Multi-turn Evaluation of Anthropomorphic Behaviours in Large Language Models
Lujain Ibrahim, Canfer Akbulut, Rasmi Elasmar, Charvi Rastogi, Minsuk Kahng, Meredith Ringel Morris, Kevin R. McKee, Verena Rieser, Murray Shanahan, Laura Weidinger
TL;DR
This work introduces AnthroBench, a scalable, empirically grounded framework for evaluating anthropomorphic behaviours in large language models. It advances beyond single-turn benchmarks by deploying a multi-turn evaluation of 14 behaviours, automated user simulations, and a large-scale human validation (N=1,101) to link measured behaviours with real user perceptions. Evaluating four SOTA LLMs, it finds similar anthropomorphic profiles dominated by relationship-building and first-person pronoun use, with many behaviours emerging after several turns. The methodology provides a publicly available benchmarking tool and a rigorous foundation for understanding how design choices influence anthropomorphism, with implications for safety, user trust, and policy in human–AI interactions.
Abstract
The tendency of users to anthropomorphise large language models (LLMs) is of growing interest to AI developers, researchers, and policy-makers. Here, we present a novel method for empirically evaluating anthropomorphic LLM behaviours in realistic and varied settings. Going beyond single-turn static benchmarks, we contribute three methodological advances in state-of-the-art (SOTA) LLM evaluation. First, we develop a multi-turn evaluation of 14 anthropomorphic behaviours. Second, we present a scalable, automated approach by employing simulations of user interactions. Third, we conduct an interactive, large-scale human subject study (N=1101) to validate that the model behaviours we measure predict real users' anthropomorphic perceptions.
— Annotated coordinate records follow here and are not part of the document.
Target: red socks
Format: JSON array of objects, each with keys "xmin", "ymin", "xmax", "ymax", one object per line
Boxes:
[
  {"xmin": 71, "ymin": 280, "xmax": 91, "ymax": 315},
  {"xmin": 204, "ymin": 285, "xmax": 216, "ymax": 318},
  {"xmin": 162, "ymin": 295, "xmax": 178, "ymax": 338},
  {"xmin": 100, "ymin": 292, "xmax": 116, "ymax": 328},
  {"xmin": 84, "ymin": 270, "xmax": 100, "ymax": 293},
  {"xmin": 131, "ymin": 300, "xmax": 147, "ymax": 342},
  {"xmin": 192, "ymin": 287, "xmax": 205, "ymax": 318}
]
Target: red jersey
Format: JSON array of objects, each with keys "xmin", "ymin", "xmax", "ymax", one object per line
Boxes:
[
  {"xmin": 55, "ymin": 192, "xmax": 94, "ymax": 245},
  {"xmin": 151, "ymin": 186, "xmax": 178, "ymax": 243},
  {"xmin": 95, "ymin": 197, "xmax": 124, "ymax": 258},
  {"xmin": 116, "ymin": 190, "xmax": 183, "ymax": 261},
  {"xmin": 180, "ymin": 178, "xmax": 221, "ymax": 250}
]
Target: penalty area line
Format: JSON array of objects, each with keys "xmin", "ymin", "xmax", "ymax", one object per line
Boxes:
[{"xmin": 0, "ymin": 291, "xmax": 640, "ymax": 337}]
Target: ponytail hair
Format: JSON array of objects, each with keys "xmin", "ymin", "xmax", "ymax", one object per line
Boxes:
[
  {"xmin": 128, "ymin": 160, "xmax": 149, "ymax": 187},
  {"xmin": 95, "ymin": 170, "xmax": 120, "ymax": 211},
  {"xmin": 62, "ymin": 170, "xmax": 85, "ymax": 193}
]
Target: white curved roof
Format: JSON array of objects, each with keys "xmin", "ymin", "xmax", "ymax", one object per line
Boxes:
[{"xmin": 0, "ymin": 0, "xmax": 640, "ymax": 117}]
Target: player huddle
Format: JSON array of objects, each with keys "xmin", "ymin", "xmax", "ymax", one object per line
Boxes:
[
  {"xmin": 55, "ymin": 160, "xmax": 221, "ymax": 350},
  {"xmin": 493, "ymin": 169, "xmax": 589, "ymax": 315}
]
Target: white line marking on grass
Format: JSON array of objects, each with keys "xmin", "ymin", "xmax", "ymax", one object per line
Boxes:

We find that all SOTA LLMs evaluated exhibit similar behaviours, characterised by relationship-building (e.g., empathy and validation) and first-person pronoun use, and that the majority of behaviours only first occur after multiple turns. Our work lays an empirical foundation for investigating how design choices influence anthropomorphic model behaviours and for progressing the ethical debate on the desirability of these behaviours. It also showcases the necessity of multi-turn evaluations for complex social phenomena in human-AI interaction.